Approaches to the management of complex technical projects will be investigated. Topics include project estimating, costing and evaluation, organizing and managing project teams, quantitative methods for project planning and scheduling, introduction to computer-based project management tools. The course may involve an applied field project.
This course introduces students to critical approaches to social media drawing from theories and fields including software studies, platform studies, critical theory and political economy. The course provides students with tools and theories to analyze and understand current social media connectivity, and how social media platforms function as socio-cultural systems.
This course examines the policy and regulatory frameworks that shape media, culture, and technology in Canada. The course surveys the historical development of communication policy in Canada, broadly understood, and introduces students to issues and debates in the development of communication policy for specific sectors such as broadcasting, creative industries, platforms, and the internet.
This course introduces students to the strategies and processes of social innovation through usability studies, systems analysis, and artifact prototyping for new products or services for underserved groups. Students will learn various techniques of understanding user needs requirements and design methodologies, and apply this knowledge to create socially innovative prototypes to apply to real world situations. By the end of this course, students will have worked in groups to develop design alternatives for a technological artifact or system of their choosing, gain knowledge of human-centred design strategies and learn how to become change agents through case studies, best practice analyses, and relevant readings.
This course will examine the principles, theory and practice behind the production of games. By examining the history and contributions of early founders such as Atari and Activision, all the way to present-day leaders such as Electronic Arts and Sony, students will gain an understanding of how the global video game industry operates. The lectures and practical work will foster an approach to the understanding of game production issues including technology, law, marketplace and audience demand.

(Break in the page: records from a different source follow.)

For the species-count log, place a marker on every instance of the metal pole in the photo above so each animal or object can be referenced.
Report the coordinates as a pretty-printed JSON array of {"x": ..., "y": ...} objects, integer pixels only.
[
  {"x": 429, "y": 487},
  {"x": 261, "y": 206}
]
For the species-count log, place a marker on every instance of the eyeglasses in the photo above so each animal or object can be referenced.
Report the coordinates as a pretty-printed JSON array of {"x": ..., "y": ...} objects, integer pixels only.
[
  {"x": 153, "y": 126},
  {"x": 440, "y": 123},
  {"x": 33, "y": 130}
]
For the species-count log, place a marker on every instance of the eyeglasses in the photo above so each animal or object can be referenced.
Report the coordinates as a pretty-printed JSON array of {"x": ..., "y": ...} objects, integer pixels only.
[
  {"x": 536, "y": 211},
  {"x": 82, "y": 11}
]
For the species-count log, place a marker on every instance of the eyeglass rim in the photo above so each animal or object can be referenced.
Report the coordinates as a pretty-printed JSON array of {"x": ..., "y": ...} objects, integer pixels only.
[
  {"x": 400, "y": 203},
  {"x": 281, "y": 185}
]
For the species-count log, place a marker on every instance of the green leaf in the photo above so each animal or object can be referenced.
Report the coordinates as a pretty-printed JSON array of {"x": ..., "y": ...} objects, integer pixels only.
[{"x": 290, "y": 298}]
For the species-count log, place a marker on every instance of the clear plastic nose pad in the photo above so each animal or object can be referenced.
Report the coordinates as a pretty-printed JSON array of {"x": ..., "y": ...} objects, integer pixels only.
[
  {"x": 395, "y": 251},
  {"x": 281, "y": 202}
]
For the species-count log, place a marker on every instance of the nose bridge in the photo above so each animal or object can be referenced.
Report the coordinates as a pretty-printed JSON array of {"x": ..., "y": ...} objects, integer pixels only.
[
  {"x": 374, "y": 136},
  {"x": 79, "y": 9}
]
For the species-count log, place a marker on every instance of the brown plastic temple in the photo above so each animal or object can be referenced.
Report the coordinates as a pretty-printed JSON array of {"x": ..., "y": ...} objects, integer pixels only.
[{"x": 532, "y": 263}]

Technology continues to reshape the physical contours of our built environments as much as it redefines our conceptualization of how we inhabit and interact within them. This course investigates how urban form, space, infrastructure and communication are mediated by new and evolving technologies.
This course brings a gendered lens to the study of media and technology. The course explores the (re)production and (re)presentation of gender through communicative practices in a variety of mediums, including print media, TV, activist media, video games and online platforms. The course develops an understanding of gender ideologies and how media, technologies, and communication help produce gender. The course examines the way gender identities are constructed by mainstream and alternative media; gendered divisions of media and digital labour; the relationship between ICTs and the performance of gender and sexuality; masculinities, gender politics; feminist theory; and the construction and negotiation of gender in relation to mediated environments.